The idea for the symposium followed a Willamette University model that focused on hosting seminars on critical thinking for incoming freshmen. The group then spent extensive time discussing a possible topic.
'We talked with the people at the humanities council and we had four or five different ideas,' said Colonna.
Finally, the topic of pursuing happiness was agreed upon, a subject that Colonna said he's delighted he was selected.
'The topic is so interesting,' said Colonna.
The opening session begins with Lark Palma, Catlin Gabel head of school, and Colonna delivering opening comments. Christopher Zinn of the Oregon Council for Humanities, will then speak on 'Intellectual Inquiry as a Process.'
Since Beaverton is the largest district, it also will have more than 20 students represented, some from its Talented and Gifted programs as well as other students the district believes will benefit from the event, said Colonna.
Have some fun
Students and faculty prepared for the symposium by reviewing a packet covering the subject of happiness. It includes excerpts from Darrin M. McMahon's book 'Happiness: A History.' The book jacket blurb says that, 'McMahon argues that our modern belief in happiness is the product of a dramatic revolution in human expectations carried out since the eighteenth century.'
Other packet materials include information showing that a country's wealth is not always an indicator of the happiness of its people, and statistics displaying that although the median income in the United States is higher today than 30 years ago, not everyone is reporting increased levels of happiness.
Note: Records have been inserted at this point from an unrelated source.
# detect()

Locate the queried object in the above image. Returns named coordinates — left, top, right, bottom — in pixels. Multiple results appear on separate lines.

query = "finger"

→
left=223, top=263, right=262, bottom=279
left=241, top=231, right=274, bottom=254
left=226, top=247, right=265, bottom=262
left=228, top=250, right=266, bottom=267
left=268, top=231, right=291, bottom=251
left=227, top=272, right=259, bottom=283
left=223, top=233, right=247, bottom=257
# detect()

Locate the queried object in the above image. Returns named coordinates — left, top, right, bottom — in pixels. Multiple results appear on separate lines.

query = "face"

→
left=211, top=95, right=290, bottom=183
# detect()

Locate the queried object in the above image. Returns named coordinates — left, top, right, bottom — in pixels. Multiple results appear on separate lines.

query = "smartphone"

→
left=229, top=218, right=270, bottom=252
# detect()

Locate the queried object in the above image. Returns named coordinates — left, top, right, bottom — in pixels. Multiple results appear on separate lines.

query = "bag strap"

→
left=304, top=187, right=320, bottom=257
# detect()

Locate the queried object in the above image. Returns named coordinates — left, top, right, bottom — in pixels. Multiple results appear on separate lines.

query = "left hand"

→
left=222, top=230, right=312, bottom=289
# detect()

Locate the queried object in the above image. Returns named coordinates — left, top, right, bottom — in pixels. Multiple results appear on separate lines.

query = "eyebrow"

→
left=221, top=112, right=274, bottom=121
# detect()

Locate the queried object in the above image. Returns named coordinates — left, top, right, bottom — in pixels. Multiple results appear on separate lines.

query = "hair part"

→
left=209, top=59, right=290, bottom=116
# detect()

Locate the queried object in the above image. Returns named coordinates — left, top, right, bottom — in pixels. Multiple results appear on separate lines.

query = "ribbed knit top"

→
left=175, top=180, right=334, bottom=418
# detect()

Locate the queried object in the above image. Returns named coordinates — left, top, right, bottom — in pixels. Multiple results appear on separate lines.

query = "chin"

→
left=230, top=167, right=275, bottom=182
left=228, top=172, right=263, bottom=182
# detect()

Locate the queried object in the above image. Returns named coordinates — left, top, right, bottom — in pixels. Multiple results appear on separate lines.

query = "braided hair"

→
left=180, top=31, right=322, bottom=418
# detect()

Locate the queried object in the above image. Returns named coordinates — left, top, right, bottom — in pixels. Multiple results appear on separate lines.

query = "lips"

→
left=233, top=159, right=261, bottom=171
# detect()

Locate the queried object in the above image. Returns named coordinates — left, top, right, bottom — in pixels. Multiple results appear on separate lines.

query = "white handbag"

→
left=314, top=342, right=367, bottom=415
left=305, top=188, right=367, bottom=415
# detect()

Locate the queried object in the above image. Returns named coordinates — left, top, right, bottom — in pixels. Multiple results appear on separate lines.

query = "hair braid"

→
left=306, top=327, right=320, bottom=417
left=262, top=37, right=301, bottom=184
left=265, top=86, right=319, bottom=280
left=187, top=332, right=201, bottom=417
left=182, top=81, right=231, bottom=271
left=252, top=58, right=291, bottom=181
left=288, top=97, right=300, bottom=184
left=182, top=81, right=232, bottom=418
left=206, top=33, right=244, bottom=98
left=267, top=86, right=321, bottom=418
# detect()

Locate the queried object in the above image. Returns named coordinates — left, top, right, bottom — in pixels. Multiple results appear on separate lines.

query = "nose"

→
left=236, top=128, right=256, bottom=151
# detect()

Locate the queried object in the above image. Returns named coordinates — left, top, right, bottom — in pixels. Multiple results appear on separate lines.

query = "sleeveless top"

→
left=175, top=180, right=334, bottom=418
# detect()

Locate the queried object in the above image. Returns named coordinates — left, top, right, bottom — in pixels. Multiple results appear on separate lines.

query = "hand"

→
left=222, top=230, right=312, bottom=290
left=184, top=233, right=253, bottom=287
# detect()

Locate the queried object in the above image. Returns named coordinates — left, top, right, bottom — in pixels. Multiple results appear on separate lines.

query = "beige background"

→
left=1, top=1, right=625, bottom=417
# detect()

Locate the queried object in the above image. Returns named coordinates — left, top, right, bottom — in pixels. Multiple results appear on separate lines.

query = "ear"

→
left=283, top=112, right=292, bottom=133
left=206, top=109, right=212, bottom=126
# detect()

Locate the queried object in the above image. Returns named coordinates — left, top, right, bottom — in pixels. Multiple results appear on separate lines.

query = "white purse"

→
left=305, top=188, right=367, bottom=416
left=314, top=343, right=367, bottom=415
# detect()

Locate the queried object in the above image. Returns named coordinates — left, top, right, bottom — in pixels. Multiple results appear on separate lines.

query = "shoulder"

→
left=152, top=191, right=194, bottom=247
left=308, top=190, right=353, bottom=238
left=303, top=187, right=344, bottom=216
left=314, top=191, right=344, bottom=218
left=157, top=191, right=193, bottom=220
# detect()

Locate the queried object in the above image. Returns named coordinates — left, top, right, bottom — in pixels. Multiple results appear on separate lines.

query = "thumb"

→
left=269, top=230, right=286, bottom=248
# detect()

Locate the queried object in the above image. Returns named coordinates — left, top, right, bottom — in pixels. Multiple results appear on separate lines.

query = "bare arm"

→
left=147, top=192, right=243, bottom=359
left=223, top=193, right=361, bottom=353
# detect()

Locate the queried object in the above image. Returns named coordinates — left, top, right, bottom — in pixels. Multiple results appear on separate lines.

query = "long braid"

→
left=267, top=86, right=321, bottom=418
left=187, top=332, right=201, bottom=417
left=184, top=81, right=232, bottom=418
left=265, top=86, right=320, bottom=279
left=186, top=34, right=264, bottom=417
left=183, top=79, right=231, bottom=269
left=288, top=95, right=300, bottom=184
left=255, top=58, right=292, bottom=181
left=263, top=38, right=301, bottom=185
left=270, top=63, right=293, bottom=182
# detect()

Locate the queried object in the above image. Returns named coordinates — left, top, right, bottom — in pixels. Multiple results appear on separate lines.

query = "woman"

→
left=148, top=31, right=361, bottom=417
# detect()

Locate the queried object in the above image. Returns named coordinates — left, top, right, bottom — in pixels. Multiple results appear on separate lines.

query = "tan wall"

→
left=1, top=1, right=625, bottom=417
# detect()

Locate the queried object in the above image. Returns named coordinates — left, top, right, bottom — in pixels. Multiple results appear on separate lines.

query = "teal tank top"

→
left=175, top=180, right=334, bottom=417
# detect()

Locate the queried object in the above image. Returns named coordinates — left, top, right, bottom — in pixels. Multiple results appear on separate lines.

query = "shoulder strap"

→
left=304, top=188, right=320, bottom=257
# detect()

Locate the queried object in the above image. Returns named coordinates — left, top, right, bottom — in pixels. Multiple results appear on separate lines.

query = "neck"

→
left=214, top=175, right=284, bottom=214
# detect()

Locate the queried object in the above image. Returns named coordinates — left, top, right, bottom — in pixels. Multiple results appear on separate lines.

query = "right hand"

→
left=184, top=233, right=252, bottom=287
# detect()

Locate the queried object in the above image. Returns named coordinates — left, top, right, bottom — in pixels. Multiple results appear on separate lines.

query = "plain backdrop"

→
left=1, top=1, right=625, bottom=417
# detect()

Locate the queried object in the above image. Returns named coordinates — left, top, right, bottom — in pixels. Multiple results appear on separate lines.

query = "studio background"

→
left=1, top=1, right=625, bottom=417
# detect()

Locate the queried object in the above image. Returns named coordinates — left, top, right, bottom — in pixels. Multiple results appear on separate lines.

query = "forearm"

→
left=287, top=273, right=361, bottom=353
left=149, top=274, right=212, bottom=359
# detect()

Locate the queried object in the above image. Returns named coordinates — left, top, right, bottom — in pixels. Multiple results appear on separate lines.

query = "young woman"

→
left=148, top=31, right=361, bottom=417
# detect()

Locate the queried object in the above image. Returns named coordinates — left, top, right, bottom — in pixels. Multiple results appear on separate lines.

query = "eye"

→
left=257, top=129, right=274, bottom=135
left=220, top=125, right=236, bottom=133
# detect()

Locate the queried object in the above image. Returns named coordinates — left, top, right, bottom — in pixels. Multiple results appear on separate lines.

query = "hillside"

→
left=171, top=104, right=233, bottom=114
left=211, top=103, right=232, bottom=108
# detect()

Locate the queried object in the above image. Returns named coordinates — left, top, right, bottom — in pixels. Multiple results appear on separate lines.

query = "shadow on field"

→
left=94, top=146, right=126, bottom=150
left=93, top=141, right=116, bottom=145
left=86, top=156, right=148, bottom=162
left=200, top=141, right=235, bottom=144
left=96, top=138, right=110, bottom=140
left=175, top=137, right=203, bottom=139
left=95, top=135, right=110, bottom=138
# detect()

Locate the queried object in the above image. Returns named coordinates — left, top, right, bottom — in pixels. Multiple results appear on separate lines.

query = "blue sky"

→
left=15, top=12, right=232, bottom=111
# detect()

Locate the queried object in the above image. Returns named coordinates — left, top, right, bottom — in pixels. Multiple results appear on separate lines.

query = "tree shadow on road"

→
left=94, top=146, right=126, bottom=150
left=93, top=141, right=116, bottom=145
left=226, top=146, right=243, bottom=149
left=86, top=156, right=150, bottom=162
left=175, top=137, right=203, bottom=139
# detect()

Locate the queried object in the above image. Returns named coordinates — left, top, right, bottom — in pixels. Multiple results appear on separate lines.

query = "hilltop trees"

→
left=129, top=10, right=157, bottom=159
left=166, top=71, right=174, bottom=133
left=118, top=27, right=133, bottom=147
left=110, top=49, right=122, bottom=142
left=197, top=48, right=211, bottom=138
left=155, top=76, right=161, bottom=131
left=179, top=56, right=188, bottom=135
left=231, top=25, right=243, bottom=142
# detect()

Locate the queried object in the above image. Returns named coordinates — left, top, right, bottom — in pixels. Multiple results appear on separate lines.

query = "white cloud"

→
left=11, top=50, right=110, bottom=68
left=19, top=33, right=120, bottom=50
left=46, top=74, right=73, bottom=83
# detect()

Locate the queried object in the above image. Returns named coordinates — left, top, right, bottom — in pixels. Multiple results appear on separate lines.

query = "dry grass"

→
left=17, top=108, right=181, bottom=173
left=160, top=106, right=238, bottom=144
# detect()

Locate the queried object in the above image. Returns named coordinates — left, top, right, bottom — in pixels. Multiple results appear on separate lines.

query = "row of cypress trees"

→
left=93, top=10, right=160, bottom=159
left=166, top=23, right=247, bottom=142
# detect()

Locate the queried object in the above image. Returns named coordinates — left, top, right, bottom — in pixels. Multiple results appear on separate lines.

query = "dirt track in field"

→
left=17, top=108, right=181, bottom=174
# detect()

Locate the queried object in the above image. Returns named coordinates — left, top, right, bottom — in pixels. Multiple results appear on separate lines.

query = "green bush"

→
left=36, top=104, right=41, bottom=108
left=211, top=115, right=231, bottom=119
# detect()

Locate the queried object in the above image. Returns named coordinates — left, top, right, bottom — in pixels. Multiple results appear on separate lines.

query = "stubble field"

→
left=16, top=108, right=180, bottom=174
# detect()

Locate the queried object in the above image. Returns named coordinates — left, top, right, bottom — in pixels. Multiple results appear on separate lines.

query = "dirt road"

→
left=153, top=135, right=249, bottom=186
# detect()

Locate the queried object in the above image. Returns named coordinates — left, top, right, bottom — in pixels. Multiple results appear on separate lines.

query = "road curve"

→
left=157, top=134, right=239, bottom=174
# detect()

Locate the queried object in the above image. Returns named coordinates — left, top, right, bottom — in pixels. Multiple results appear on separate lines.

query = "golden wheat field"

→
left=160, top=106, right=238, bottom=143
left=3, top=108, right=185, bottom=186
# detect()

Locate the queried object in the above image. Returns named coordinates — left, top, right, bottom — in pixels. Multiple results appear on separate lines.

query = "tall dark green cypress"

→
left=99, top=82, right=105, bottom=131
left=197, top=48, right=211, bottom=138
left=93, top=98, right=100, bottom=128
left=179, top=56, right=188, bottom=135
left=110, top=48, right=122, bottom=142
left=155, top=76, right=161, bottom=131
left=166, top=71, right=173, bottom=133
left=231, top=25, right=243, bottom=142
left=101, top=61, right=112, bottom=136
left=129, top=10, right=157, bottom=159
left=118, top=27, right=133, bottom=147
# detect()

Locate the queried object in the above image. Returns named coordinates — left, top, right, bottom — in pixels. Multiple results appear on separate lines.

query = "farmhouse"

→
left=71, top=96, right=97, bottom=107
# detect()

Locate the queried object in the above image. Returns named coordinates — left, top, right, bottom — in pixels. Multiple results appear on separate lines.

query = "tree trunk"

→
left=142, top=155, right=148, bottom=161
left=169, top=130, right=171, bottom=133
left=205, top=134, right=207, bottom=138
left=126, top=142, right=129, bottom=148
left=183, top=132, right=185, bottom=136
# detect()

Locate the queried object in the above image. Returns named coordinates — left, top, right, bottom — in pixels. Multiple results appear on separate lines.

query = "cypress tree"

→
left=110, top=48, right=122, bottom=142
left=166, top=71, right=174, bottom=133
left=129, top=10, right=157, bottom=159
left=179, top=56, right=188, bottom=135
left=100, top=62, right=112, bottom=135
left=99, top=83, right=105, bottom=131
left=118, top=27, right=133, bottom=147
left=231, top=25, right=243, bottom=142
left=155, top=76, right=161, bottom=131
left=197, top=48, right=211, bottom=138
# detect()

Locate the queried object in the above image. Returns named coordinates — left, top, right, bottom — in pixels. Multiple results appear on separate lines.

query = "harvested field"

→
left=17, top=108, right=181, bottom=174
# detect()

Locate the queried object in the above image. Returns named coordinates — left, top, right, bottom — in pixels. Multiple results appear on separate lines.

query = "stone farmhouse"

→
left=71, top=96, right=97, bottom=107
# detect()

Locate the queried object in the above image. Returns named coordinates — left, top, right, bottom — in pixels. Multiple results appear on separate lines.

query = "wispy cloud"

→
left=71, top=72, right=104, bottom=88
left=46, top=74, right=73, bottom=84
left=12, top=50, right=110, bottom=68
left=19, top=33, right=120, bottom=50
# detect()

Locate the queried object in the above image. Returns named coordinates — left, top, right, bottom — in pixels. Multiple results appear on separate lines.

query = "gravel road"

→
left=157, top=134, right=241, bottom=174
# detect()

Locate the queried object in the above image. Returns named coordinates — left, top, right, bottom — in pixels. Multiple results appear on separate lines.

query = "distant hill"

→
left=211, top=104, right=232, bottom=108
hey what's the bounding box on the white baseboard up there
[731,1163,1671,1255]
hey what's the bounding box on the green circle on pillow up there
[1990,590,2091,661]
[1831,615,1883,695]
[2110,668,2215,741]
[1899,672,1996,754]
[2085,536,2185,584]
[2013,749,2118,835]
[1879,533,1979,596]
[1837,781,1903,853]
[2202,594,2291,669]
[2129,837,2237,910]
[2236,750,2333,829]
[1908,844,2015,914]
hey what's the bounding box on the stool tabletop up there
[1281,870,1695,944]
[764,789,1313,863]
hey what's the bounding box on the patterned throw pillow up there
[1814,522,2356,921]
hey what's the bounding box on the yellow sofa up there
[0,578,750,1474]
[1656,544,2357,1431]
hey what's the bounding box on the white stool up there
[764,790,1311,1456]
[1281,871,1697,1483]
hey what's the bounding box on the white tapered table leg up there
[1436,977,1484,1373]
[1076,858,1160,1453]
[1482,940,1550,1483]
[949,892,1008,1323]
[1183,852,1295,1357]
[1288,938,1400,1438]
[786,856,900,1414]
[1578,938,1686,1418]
But the symposium won't include only cerebral endeavors, officials say.
Both days contain a recreation period with Monday's activities to include students getting a chance to cool off on a Slip and Slide along with an appearance by Comedy Sportz, an improvisational comedy troupe.
'Talk about happiness, they're going to have some fun,' Fiedler said.
If successful, Colonna said he hopes similar symposiums can be replicated in other parts of the state.